After she had eaten it, she felt comfortable, and sat for a long time building castles in the air--till she was actually hungry again, without having done an atom of work. She ate again, and was idle again, and ate again. Then it grew dark, and she went trembling to bed, for now she remembered the horrors of the last night. This time she never slept at all, but spent the long hours in grievous terror, for the noises were worse than before. She vowed she would not pass another night in such a hateful haunted old shed for all the ugly women, witches, and ogresses in the wide world. In the morning, however, she fell asleep, and slept late.
Breakfast was of course her first thought, after which she could not avoid that of work. It made her very miserable, but she feared the consequences of being found with it undone. A few minutes before noon, she actually got up, took her pinafore for a duster, and proceeded to dust the table. But the wood-ashes flew about so, that it seemed useless to attempt getting rid of them, and she sat down again to think what was to be done. But there is very little indeed to be done when we will not do that which we have to do.
Her first thought now was to run away at once while the sun was high, and get through the forest before night came on. She fancied she could easily go back the way she had come, and get home to her father's palace. But not the most experienced traveller in the world can ever go back the way the wise woman has brought him.
She got up and went to the door. It was locked! What could the old woman have meant by telling her not to leave the cottage? She was indignant.
The wise woman had meant to make it difficult, but not impossible. Before the princess, however, could find the way out, she heard a hand at the door, and darted in terror behind it. The wise woman opened it, and, leaving it open, walked straight to the hearth. Rosamond immediately slid out, ran a little way, and then laid herself down in the long heather.

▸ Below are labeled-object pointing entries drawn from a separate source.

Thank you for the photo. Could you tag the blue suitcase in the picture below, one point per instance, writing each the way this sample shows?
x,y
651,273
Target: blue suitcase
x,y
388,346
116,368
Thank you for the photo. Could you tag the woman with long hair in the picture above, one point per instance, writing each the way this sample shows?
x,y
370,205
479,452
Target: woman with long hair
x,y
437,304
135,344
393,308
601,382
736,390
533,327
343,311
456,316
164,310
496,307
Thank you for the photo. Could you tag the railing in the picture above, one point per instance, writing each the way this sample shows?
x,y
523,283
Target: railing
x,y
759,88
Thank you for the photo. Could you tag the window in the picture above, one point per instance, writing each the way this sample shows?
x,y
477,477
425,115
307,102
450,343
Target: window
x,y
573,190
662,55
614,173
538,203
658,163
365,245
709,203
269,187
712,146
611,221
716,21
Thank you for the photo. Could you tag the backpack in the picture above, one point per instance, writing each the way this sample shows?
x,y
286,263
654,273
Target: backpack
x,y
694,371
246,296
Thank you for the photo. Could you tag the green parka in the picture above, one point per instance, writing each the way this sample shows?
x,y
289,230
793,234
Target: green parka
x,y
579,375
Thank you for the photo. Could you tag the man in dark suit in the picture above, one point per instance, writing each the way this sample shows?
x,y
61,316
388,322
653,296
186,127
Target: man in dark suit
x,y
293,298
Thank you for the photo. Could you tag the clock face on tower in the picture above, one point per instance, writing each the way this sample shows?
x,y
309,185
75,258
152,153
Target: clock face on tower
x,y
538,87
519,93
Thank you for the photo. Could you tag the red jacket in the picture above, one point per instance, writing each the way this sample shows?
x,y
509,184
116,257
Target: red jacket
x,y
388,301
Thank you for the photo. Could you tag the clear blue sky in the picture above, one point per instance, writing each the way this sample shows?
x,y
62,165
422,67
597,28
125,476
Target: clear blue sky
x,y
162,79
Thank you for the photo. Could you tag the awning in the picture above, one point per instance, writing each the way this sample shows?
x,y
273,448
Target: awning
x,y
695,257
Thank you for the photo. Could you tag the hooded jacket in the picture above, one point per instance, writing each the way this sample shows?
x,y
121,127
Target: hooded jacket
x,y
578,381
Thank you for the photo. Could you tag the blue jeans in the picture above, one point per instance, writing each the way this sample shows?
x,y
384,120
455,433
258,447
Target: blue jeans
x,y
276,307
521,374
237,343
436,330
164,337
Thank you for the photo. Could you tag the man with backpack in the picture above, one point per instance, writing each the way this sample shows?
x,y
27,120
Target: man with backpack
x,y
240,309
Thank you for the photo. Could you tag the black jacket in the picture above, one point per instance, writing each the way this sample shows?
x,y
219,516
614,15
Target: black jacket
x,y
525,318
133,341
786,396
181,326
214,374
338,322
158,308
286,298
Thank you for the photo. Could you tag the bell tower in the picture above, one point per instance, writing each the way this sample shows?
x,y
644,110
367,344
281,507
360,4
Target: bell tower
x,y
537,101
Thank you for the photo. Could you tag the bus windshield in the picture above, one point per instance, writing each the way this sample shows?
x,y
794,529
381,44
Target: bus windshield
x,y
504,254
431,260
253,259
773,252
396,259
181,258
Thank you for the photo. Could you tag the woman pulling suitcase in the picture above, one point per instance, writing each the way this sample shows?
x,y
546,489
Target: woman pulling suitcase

The wise woman walked straight up to the hearth, looked at the fire, looked at the bed, glanced round the room, and went up to the table. When she saw the one streak in the thick dust which the princess had left there, a smile, half sad, half pleased, like the sun peeping through a cloud on a rainy day in spring, gleamed over her face. She went at once to the door, and called in a loud voice,
"Rosamond, come to me."
All the wolves and hyenas, fast asleep in the wood, heard her voice, and shivered in their dreams. No wonder then that the princess trembled, and found herself compelled, she could not understand how, to obey the summons. She rose, like the guilty thing she felt, forsook of herself the hiding-place she had chosen, and walked slowly back to the cottage she had left full of the signs of her shame. When she entered, she saw the wise woman on her knees, building up the fire with fir-cones. Already the flame was climbing through the heap in all directions, crackling gently, and sending a sweet aromatic odor through the dusty cottage.
"That is my part of the work," she said, rising. "Now you do yours. But first let me remind you that if you had not put it off, you would have found it not only far easier, but by and by quite pleasant work, much more pleasant than you can imagine now; nor would you have found the time go wearily: you would neither have slept in the day and let the fire out, nor waked at night and heard the howling of the beast-birds. More than all, you would have been glad to see me when I came back; and would have leaped into my arms instead of standing there, looking so ugly and foolish."
As she spoke, suddenly she held up before the princess a tiny mirror, so clear that nobody looking into it could tell what it was made of, or even see it at all--only the thing reflected in it. Rosamond saw a child with dirty fat cheeks, greedy mouth, cowardly eyes--which, not daring to look forward, seemed trying to hide behind an impertinent nose--stooping shoulders, tangled hair, tattered clothes, and smears and stains everywhere. That was what she had made herself. And to tell the truth, she was shocked at the sight, and immediately began, in her dirty heart, to lay the blame on the wise woman, because she had taken her away from her nurses and her fine clothes; while all the time she knew well enough that, close by the heather-bed, was the loveliest little well, just big enough to wash in, the water of which was always springing fresh from the ground, and running away through the wall. Beside it lay the whitest of linen towels, with a comb made of mother-of-pearl, and a brush of fir-needles, any one of which she had been far too lazy to use. She dashed the glass out of the wise woman's hand, and there it lay, broken into a thousand pieces!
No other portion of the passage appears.